Thermospheric wind measurements in the polar region

Abstract

Ion and neutral winds at an altitude of about 225 km in the polar cap F-region have been determined from the motion of barium and strontium tracers released from sounding rockets launched in 1971 and 1972. The neutral wind measured at 0800 local time, 67° north geographic latitude, and just equatorward of the polar cusp, was 94 m/s directed about 51° west of geographic north. Motion of a second cloud deployed farther north during the same flight indicated that the velocity of an air cell which has passed through the polar cusp was affected very little by the local perturbation. An analysis of the motion of the equatorward cloud using a local approximation and including ion drag and Coriolis terms is reasonably consistent with models based on satellite drag and recent in situ measurements of the thermospheric temperature distribution. Due to the low ion density in the winter ionosphere the wind was geostrophic and had a large poleward component even at 0800 where the pressure gradient was southwest. These data, taken together with the ion drag due to enhanced density from particle precipitation in the cusp and anti-sunward ion flow across the polar cap, suggest that the thermospheric winds blow strongly from day to night across the winter polar cap. Winds measured near midnight during two events in August were directed south geographically and had magnitudes of 254 m/s and 333 m/s. These velocities are more than a factor of two higher than predicted from thermospheric pressure gradients driven solely by solar thermal effects and could be due to distortion of the thermospheric temperature distribution by heating in the auroral oval.

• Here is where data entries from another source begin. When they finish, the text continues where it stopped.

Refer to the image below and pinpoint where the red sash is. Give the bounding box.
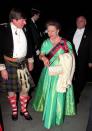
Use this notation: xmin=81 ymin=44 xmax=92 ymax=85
xmin=46 ymin=39 xmax=69 ymax=60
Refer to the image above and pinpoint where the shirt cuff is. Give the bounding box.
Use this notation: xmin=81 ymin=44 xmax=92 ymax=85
xmin=0 ymin=64 xmax=6 ymax=71
xmin=28 ymin=57 xmax=34 ymax=63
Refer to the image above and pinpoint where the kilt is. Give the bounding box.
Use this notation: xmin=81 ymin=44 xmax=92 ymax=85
xmin=0 ymin=61 xmax=34 ymax=92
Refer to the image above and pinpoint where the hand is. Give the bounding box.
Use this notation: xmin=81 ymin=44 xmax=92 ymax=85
xmin=28 ymin=62 xmax=33 ymax=71
xmin=1 ymin=70 xmax=8 ymax=80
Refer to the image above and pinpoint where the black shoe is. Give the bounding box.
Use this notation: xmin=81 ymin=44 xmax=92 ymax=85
xmin=12 ymin=114 xmax=18 ymax=121
xmin=20 ymin=111 xmax=32 ymax=120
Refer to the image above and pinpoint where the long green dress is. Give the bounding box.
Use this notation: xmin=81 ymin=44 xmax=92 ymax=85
xmin=32 ymin=39 xmax=76 ymax=129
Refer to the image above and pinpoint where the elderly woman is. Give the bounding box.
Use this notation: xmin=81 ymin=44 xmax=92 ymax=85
xmin=32 ymin=21 xmax=76 ymax=129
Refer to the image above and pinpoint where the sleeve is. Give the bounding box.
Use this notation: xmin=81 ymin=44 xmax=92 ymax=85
xmin=88 ymin=32 xmax=92 ymax=63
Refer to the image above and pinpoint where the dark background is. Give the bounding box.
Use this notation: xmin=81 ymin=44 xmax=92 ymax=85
xmin=0 ymin=0 xmax=92 ymax=32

Another possibility is that high ion velocities in the polar cap, coupled with enhanced plasma density due to particle precipitation in the polar cap, put the neutral air in motion at higher latitudes. The inertia in this motion could then keep the flow anti-sunward even when the ion density has decayed sufficiently that ions no longer can strongly effect the neutrals. The analysis suggests that inertial terms as well as ion drag and non-solar heating are important in any attempt to construct a detailed model of high latitude thermospheric winds.